Policja musi łatać dziurę po poborowych. We wrześniu przyszłego roku odejdą ci, którzy jako ostatni trafili w szeregi tzw. służby kandydackiej. Odbywali w ten sposób zastępczą służbę wojskową. To około dwa tysiące osób, które po uzawodowieniu armii trzeba będzie zastąpić.

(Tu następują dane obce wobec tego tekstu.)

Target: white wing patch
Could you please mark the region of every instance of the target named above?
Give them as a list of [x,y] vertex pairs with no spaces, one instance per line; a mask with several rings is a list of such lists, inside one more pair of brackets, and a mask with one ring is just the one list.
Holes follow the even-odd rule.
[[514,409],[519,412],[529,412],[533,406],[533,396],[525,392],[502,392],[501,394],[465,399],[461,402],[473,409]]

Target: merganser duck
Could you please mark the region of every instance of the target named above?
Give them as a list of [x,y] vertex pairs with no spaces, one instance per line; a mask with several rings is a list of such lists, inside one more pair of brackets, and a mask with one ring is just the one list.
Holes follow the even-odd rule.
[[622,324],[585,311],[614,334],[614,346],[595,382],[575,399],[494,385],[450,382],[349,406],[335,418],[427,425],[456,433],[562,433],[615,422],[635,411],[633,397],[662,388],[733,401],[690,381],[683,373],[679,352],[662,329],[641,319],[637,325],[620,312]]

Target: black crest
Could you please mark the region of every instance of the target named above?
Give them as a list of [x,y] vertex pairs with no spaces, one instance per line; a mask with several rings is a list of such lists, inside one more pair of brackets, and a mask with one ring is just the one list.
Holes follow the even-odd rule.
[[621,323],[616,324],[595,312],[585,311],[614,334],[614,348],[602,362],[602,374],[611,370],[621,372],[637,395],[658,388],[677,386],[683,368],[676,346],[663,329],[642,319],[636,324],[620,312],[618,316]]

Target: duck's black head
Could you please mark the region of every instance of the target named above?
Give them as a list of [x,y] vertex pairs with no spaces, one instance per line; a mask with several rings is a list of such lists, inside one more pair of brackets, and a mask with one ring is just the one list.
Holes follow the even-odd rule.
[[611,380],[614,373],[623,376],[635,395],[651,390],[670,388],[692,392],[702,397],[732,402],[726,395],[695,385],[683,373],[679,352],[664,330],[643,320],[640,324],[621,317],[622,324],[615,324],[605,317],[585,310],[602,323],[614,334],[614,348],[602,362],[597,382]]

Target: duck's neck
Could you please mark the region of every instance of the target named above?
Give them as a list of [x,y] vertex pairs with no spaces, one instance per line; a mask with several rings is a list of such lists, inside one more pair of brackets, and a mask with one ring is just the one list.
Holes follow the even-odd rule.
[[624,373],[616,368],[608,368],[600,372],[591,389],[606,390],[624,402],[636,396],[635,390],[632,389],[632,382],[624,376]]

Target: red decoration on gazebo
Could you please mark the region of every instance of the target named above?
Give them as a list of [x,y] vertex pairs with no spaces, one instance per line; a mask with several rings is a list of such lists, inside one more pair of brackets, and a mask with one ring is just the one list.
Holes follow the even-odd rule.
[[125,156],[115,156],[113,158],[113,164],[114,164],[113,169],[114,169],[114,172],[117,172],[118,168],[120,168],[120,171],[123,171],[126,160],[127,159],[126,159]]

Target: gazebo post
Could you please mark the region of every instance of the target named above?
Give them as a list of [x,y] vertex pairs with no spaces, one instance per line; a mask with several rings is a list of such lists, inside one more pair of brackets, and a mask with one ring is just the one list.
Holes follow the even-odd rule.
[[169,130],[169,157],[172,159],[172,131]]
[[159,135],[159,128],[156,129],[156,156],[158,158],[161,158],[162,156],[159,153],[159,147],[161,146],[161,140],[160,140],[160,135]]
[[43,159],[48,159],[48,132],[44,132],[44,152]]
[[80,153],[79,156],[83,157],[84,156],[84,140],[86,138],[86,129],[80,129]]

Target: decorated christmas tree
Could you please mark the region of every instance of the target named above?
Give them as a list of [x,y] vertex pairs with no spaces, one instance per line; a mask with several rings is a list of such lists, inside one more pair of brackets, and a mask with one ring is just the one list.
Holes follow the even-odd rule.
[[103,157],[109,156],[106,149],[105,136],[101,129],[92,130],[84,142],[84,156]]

Czy brak poborowych oznaczać będzie mniejszą liczbę patroli na ulicach? Komendant Główny Policji Andrzej Matejuk deklaruje, że nie, ale nad rozwiązaniem sytuacji trzeba jeszcze popracować. W tym zakresie prowadzimy prace, aby zadania, których nie musi wykonywać policjant, policjant nie wykonywał - mówi Matejuk reporterowi RMF FM Markowi Smółce. I dodaje, że chodzi głównie o Warszawę i ochronę ambasad:

Co do patroli ulicznych, sposób na załatanie ubytku po odejściu poborowych ma wiceminister spraw wewnętrznych, Adam Rapacki. Chce wysyłać na ulice każdego nowo przyjętego funkcjonariusza, zaraz po przeszkoleniu. Kończą szkolenie podstawowe, przyjeżdżają do Warszawy na dwa miesiące, pełnią służbę na terenie Warszawy i mamy już zawodowych policjantów na ulicy - przekonuje:

Na uzupełnienie luki po służbie kandydackiej policja ma czas do około połowy przyszłego roku.